In many parts of the world, the message is already being heeded. Both chambers of the Russian parliament have voted to ratify the Kyoto treaty on climate change, and President Putin has signed it into force. The accession of Russia will bring the treaty into effect worldwide early next year. Mr Putin's decision, while clearly political, is especially laudable, given that Russia arguably has as much to gain - a warmer, more hospitable Siberia - as to lose from a rise in global temperatures.

The signal exception - the one large country that is not only doing nothing to slow the effects of climate change, but is still refusing to accept the basic arguments - is the one country whose contribution could count for more than that of any other: the United States. How often is it necessary to rehearse the facts? Among developed countries, the US is the world's biggest consumer of fossil fuels; it is the world's biggest polluter, a nation of multiple car-owners with some of the most lightly taxed fuel and some of the least demanding regulations on energy efficiency. It is the only G8 country not to have signed up to Kyoto.

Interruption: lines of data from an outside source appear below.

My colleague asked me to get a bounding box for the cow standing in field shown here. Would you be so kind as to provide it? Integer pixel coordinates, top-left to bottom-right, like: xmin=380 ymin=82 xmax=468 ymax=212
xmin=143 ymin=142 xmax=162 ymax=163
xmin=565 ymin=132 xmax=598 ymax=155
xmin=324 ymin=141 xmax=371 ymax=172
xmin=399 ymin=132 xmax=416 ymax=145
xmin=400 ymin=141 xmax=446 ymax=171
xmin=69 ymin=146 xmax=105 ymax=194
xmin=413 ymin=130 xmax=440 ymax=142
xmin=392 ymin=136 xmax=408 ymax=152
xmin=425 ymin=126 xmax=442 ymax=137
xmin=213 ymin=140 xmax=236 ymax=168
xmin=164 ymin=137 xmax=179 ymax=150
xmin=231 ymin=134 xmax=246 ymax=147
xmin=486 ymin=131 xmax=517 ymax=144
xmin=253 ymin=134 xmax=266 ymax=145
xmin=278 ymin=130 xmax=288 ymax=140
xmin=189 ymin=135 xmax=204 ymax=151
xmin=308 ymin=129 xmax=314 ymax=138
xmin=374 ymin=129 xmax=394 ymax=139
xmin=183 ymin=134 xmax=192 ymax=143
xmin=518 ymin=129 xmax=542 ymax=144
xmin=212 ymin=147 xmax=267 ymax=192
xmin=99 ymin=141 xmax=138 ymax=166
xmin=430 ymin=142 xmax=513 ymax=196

Although a number of US states, notably in the north-west of the country and adjoining Canada, are environmentally aware and alert to the risks of climate change, the federal government and Congress have rejected the Kyoto treaty outright, arguing that it would increase spending and cost jobs. The re-election of George Bush and the increased Republican majorities in Congress offer no hope at all that there will be any change of heart.

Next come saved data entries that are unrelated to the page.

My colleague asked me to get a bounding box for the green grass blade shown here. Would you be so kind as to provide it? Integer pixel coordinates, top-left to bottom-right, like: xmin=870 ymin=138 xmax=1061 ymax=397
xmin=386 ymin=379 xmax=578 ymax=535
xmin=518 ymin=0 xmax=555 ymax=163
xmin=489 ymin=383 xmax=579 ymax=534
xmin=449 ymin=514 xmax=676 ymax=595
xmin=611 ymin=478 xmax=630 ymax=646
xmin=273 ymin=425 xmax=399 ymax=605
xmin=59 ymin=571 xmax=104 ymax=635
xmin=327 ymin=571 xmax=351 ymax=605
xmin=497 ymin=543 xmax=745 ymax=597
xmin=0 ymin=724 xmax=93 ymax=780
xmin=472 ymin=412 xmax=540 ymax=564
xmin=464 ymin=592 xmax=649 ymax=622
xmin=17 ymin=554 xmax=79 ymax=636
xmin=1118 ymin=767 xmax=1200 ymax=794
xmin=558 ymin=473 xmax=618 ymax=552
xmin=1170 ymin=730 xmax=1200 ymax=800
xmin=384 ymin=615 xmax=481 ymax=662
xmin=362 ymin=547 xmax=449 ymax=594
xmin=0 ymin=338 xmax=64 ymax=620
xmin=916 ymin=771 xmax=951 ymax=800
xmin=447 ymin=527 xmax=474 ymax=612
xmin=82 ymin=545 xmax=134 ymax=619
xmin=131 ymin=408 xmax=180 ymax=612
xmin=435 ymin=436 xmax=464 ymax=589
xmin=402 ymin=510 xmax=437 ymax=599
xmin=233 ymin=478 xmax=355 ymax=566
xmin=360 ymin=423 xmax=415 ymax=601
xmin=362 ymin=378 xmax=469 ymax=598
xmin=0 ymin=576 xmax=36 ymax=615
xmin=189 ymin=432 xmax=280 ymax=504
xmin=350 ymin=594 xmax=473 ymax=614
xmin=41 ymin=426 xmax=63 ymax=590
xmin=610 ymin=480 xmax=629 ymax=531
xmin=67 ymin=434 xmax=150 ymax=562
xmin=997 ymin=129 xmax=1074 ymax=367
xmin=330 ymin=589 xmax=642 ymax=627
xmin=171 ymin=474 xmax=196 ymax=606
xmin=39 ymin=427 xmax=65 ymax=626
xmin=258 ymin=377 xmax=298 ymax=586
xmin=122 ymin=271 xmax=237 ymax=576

On the contrary, a senior Bush adviser and global warming specialist, Myron Ebell, has already been involved in a spat with the British government's chief scientist, Sir David King, challenging his credentials to speak about climate science. Sir David's offence was apparently to have described climate change as a greater threat to the world than terrorism. It can surely be only a matter of time before Mr Bush re-submits his Bill to authorise prospecting for oil and gas in the ecologically protected region of Alaska. Worse, the new Congress might even be disposed to pass it, especially if prices of imported energy continue to rise.

Climate change and US opposition to Kyoto are issues that the Prime Minister must raise when he meets Mr Bush in Washington today and tomorrow. As Mr Blair stated, before his departure, perhaps with too great a sense of defeatism, "None of Britain's aims on climate change, Middle East peace or other world affairs can be met without US help."

The point of a close alliance, however, is not only to discuss issues where there is, or could be, agreement, but to present the argument when the differences are principled and acute - as they are on Kyoto. If scientific formulae, melting polar ice-caps and rising water levels are insufficient to drive the message on climate change home to Americans, perhaps the prospect of starving polar bears will.